For most HD screens today, the most common and the lowest refresh rate is 60Hz. However, many screens now offer much higher refresh rates to allow even smoother visual rendering. Many typical gaming monitors, for example, offer refresh rates of 75Hz or 144Hz. Some screens at the extreme end even offer “overclocked” refresh rates, such as the Asus TUF Gaming VG279QM (Amazon Link), which can be set at a whopping 280Hz.
That being said, refresh rates are usually often a matter of preference rather than necessity. But if you want a few baselines on why such refresh rates would be needed, take a look at this shortlist:
- 30Hz/FPS – PS4 Pro/Xbox One (specific “lower-end” titles), old monitors
- 60Hz/FPS – current standard refresh rate
- 75Hz/FPS – usually for added visual stability (in games)
- 90Hz/FPS – the minimum level required for VR (anything lower can cause motion sickness)
- 120Hz/FPS and above – competitive refresh rate (first-person shooters, online games)
It is interesting to mention that 8K monitors are typically offered only with a max refresh rate of 60fps. One reason is the production cost of such super expensive screens. But perhaps another plausible reason is that current graphics cards currently cannot provide significantly higher frame rates when applications are rendered in 8K.
One final note, if you want refresh rates higher than 60Hz, a DisplayPort (1080p, 1440p, 4K) or an HDMI 1.4 (1080p) connection is usually required on your output device. Check the type connector you will use first to see if your monitor can output higher refresh rates.
Price Difference of For Each Resolution
As briefly mentioned earlier, production costs are why retail prices can wildly differ between screen resolutions. While the physical size determines the bulk of the cost, a particular screen’s pixel density will also significantly drive the cost upward. This is especially true when it comes to 4K models.
Is 1440p Worth it for gaming?
For our conclusion, based on all the information that we presented earlier, it would seem that the best bang for the buck when it comes to gaming goes to 1440p.
1080p, while being the cheapest and adequate for those baseline HD settings in games, lacks the higher qualities needed to represent the ultra-high level of detail accurately. Sure 4K and 8K beats 1440p soundly in this category, but both resolutions are usually only available on monitors with exorbitantly high prices. With a 1440p monitor, you are given what is essentially the best of both worlds. You gain very noticeable higher screen quality without having the drain your bank account.
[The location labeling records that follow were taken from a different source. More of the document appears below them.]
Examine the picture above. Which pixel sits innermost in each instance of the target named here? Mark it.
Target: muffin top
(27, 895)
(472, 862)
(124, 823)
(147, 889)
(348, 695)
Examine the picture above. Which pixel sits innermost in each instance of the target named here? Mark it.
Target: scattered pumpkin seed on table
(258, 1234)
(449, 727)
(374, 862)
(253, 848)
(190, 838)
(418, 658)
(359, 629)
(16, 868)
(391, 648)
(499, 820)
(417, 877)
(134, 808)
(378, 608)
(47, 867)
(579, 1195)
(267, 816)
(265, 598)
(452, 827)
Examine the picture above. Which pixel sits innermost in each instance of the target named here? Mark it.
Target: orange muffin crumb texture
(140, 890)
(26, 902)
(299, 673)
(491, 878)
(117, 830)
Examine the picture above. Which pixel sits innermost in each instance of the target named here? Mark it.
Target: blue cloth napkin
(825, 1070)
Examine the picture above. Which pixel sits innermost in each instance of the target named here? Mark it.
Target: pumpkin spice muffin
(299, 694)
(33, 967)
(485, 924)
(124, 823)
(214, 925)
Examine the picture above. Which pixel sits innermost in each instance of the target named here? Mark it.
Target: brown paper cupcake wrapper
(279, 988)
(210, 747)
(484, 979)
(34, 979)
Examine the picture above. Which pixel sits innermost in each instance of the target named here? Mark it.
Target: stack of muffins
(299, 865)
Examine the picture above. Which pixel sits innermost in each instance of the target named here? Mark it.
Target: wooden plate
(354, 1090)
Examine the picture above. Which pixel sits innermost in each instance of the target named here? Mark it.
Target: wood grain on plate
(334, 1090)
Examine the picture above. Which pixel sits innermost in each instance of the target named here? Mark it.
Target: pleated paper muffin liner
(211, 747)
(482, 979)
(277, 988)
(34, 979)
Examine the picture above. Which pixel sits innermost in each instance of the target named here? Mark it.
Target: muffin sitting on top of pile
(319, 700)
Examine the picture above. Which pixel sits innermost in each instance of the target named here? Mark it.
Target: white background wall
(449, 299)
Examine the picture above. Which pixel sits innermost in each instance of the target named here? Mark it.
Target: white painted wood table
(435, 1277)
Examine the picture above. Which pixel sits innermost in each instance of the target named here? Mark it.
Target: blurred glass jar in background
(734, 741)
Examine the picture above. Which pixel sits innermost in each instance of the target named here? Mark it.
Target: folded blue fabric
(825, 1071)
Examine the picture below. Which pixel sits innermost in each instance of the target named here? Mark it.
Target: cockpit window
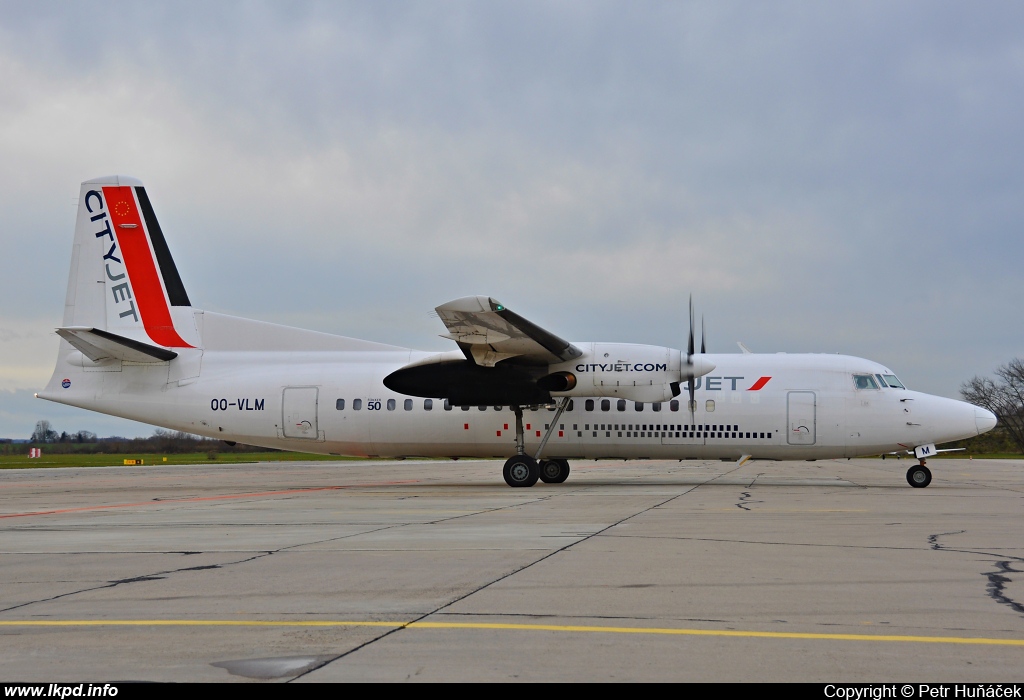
(893, 382)
(864, 382)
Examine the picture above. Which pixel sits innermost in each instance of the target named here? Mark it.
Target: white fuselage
(278, 387)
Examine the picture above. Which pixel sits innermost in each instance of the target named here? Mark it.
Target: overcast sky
(821, 177)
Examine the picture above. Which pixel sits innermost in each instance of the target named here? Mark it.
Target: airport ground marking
(666, 631)
(196, 499)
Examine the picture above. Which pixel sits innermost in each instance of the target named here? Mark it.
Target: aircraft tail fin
(123, 278)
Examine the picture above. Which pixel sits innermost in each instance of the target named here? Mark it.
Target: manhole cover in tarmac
(276, 667)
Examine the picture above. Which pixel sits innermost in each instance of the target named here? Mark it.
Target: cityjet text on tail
(134, 346)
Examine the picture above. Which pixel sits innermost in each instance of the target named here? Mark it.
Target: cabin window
(864, 382)
(893, 382)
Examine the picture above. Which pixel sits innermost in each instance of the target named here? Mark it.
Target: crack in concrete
(995, 588)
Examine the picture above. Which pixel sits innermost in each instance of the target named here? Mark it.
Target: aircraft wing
(487, 333)
(99, 345)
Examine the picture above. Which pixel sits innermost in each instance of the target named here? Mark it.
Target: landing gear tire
(521, 471)
(554, 471)
(919, 476)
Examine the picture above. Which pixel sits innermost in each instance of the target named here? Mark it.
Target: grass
(23, 462)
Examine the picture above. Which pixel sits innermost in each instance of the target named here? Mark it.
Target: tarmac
(829, 571)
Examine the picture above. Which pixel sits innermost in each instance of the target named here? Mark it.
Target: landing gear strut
(523, 470)
(919, 476)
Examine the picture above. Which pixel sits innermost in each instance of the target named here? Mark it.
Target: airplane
(133, 346)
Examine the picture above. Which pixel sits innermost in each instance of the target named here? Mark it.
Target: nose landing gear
(919, 476)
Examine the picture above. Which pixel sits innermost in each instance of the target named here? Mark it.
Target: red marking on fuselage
(148, 291)
(759, 385)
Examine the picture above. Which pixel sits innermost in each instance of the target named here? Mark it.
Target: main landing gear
(523, 470)
(919, 476)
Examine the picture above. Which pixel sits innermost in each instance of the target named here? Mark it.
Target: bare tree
(1004, 397)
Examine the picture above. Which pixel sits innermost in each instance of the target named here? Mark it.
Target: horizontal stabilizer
(99, 346)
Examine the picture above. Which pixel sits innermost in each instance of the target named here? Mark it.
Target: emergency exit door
(299, 412)
(801, 417)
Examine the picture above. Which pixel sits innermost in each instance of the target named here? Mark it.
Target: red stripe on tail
(759, 385)
(142, 272)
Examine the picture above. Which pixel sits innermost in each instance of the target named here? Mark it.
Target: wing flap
(99, 346)
(493, 333)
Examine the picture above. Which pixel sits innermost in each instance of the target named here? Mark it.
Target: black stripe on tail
(175, 290)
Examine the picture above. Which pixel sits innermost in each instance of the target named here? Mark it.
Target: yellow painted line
(674, 631)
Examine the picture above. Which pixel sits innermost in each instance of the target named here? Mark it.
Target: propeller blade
(689, 343)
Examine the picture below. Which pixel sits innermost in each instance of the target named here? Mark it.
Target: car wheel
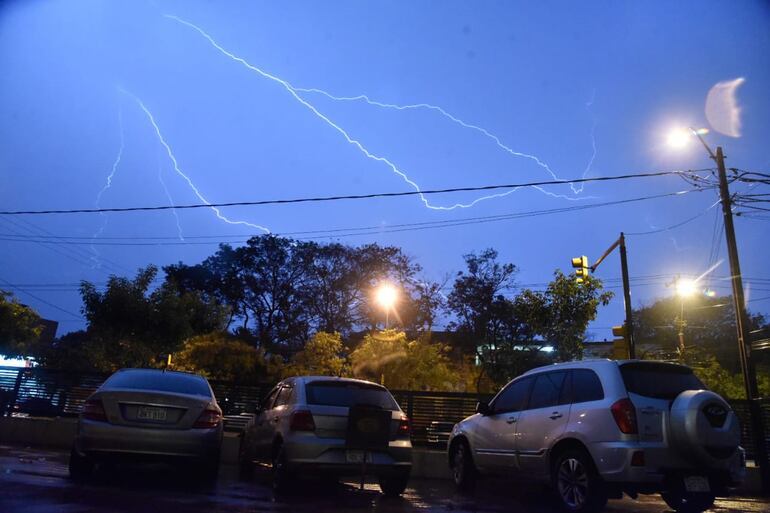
(282, 478)
(80, 466)
(578, 486)
(245, 459)
(393, 485)
(685, 502)
(463, 470)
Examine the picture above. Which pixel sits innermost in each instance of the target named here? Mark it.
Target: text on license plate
(148, 413)
(357, 456)
(696, 484)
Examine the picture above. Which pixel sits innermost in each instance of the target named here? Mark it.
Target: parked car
(597, 429)
(149, 415)
(330, 427)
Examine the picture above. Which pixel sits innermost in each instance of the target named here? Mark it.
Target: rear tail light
(210, 418)
(302, 420)
(625, 416)
(403, 427)
(94, 410)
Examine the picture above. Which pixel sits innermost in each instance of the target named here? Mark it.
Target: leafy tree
(223, 357)
(135, 327)
(388, 357)
(569, 308)
(709, 327)
(20, 327)
(323, 355)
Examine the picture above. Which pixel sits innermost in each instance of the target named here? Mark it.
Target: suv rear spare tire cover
(704, 427)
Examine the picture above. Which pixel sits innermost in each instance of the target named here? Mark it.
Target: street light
(386, 296)
(741, 318)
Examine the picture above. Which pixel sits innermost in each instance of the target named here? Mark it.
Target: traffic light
(620, 346)
(581, 268)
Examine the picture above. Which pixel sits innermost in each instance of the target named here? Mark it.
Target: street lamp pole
(741, 319)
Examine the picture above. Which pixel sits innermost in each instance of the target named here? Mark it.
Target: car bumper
(330, 456)
(615, 464)
(103, 439)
In addition, 1440p also gives more or less the same quality level while still providing reasonable hardware overhead for many graphics cards. In fact, when appropriately tweaked, 1440p can even be available to lower-end entry-level GPUs such as the RX 5500 XT or GTX 1650 Super, which have been traditionally known as 1080p-optimized cards.
Another bonus is that at 1440p, games usually start to become more GPU-bound, therefore lessening the load on your CPU. Given the “best of both worlds” statement earlier, this would either allow you to use a slightly lower-end (thus cheaper) CPU, or free up the CPU for better multi-tasking, such as when streaming your game sessions.